Information
- League: Independence League Baseball (Great Plains Division)
- Location: Spearfish, South Dakota
- Ballpark: Black Hills Energy Stadium
- Founded: 2017
- League championships: 1 (2025)
- Division championships: 2 (2021, 2022)
- Former league: Expedition League
- Colors: Black, Light Blue, Light Gray
- Ownership: Eric Schmidt
- General manager: Eric Schmidt
- Manager: Jarrett Hunt
- Website: www.spearfishsasquatch.com//

= Spearfish Sasquatch =

The Spearfish Sasquatch is a baseball team in the Independence League Baseball based in Spearfish, South Dakota. They are one of two teams based in South Dakota, their home games are played at Black Hills Energy Stadium.

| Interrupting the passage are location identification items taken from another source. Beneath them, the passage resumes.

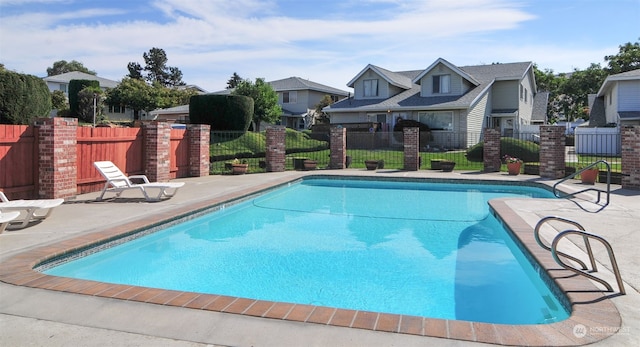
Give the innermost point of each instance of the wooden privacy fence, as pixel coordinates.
(25, 155)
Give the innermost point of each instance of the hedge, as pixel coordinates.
(22, 98)
(222, 112)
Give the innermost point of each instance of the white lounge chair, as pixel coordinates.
(118, 182)
(7, 217)
(30, 210)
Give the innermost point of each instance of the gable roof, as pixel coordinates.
(450, 66)
(393, 78)
(77, 75)
(410, 99)
(611, 79)
(297, 83)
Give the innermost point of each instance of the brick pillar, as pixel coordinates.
(491, 150)
(199, 138)
(338, 148)
(275, 151)
(411, 148)
(157, 145)
(630, 156)
(552, 143)
(57, 147)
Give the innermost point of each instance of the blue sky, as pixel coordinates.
(325, 41)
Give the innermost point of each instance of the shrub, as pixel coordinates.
(75, 87)
(22, 98)
(526, 150)
(222, 112)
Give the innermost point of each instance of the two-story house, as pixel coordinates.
(61, 82)
(298, 99)
(617, 101)
(445, 97)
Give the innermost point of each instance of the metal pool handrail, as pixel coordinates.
(586, 236)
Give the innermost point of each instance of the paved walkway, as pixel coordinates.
(41, 317)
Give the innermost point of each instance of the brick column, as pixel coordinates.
(411, 148)
(199, 138)
(338, 148)
(57, 146)
(275, 151)
(157, 145)
(552, 143)
(630, 157)
(491, 150)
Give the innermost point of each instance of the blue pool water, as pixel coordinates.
(424, 249)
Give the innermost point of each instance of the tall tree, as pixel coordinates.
(156, 69)
(265, 99)
(627, 59)
(234, 81)
(62, 66)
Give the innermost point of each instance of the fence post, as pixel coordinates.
(552, 148)
(338, 147)
(275, 155)
(157, 145)
(199, 138)
(57, 147)
(491, 150)
(630, 156)
(411, 144)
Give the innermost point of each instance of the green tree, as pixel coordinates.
(577, 88)
(156, 69)
(627, 59)
(140, 96)
(58, 100)
(234, 81)
(265, 99)
(62, 66)
(22, 98)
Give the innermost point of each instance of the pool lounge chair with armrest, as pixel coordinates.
(30, 210)
(118, 182)
(7, 217)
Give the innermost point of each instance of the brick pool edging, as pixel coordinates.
(593, 316)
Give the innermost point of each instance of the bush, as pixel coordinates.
(526, 150)
(75, 87)
(222, 112)
(22, 98)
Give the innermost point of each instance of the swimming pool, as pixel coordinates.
(405, 259)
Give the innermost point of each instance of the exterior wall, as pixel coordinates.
(504, 95)
(478, 113)
(426, 82)
(629, 96)
(611, 104)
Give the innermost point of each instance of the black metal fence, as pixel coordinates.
(388, 147)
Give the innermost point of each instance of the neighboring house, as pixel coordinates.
(617, 102)
(449, 99)
(298, 99)
(112, 112)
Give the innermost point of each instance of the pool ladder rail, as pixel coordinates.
(599, 192)
(586, 237)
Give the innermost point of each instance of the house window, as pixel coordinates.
(289, 97)
(370, 88)
(441, 84)
(437, 120)
(116, 109)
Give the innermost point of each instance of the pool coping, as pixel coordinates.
(593, 316)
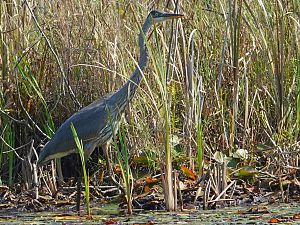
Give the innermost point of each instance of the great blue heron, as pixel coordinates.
(96, 122)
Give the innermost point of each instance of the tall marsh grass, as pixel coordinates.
(245, 55)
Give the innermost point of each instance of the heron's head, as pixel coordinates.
(158, 16)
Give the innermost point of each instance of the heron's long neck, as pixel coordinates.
(127, 91)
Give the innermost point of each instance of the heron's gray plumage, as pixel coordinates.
(96, 122)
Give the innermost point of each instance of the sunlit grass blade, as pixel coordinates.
(85, 175)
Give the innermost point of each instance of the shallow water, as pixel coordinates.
(230, 215)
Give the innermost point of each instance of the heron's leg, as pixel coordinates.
(79, 185)
(105, 149)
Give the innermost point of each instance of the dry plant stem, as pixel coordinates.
(35, 181)
(56, 57)
(175, 189)
(179, 191)
(224, 191)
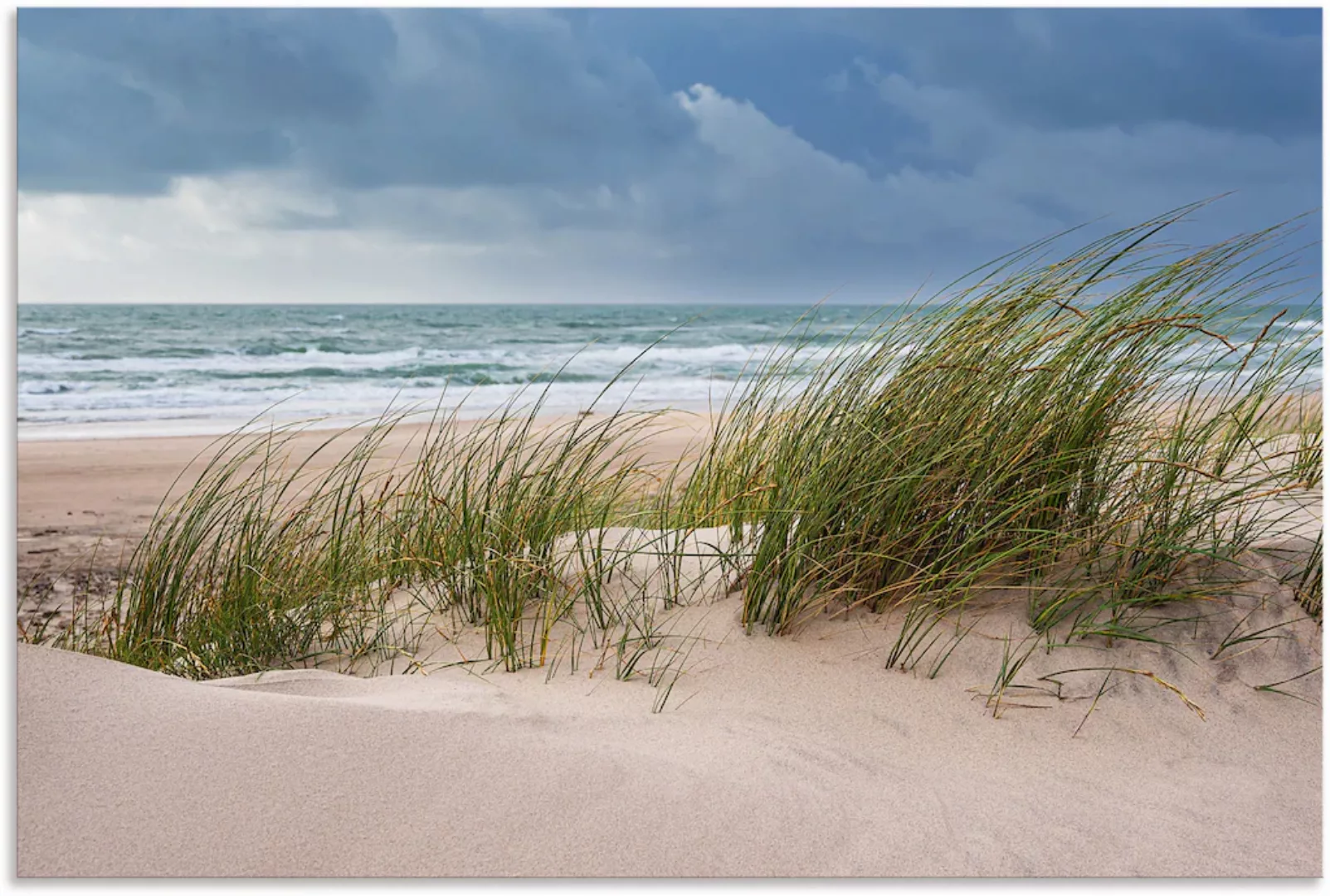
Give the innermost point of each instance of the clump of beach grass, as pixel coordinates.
(1027, 434)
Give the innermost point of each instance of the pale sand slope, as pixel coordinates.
(772, 757)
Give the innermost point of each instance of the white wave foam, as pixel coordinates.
(46, 331)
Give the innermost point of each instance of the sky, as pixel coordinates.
(635, 154)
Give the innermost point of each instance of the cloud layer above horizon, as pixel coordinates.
(633, 154)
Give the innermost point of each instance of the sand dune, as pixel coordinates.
(770, 757)
(773, 757)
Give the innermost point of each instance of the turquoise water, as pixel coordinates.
(156, 370)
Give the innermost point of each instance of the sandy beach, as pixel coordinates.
(773, 757)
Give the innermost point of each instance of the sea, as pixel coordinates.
(147, 370)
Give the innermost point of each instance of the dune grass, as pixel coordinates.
(1028, 431)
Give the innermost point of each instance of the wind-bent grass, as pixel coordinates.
(1031, 434)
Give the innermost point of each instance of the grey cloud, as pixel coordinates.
(1076, 68)
(128, 99)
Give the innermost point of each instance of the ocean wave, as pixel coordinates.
(46, 331)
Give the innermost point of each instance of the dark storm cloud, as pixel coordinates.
(121, 100)
(1216, 68)
(767, 148)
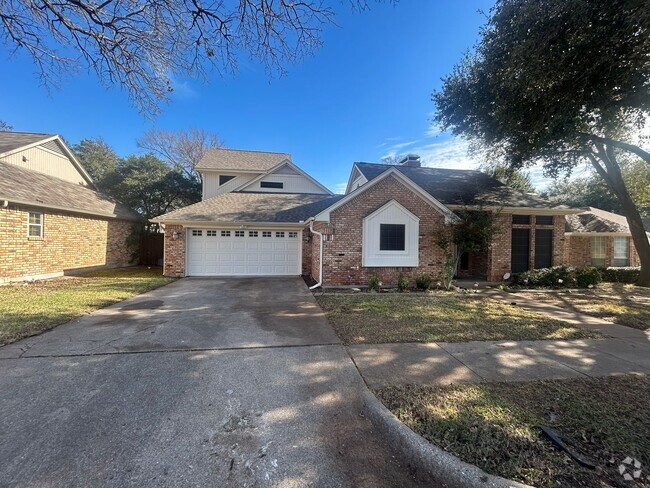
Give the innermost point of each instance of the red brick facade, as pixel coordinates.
(342, 252)
(577, 251)
(70, 242)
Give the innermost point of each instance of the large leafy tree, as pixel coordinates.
(150, 187)
(97, 158)
(558, 82)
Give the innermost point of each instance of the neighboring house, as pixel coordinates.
(262, 215)
(598, 238)
(52, 218)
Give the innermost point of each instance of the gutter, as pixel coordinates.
(320, 254)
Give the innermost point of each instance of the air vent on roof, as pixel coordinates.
(412, 160)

They were formed in October 2017. They played in the Expedition League in 2018, 2019 and 2021 before joining the new Independence League Baseball for the 2022 season.

In 2025, the Spearfish Sasquatch won their first ever Independence League Championship, sweeping the Oahe Zap in a best of five series.

== Record by year ==

| Year | W | L |
|---|---|---|
| 2018 | 24 | 38 |
| 2019 | 28 | 33 |
| 2021 | 46 | 22 |
| 2022 | 30 | 31 |
| 2023 | 27 | 29 |
| 2024 | 30 | 20 |
| 2025 | 35 | 17 |

Due to the COVID-19 pandemic, the Spearfish Sasquatch opted out of the 2020 season.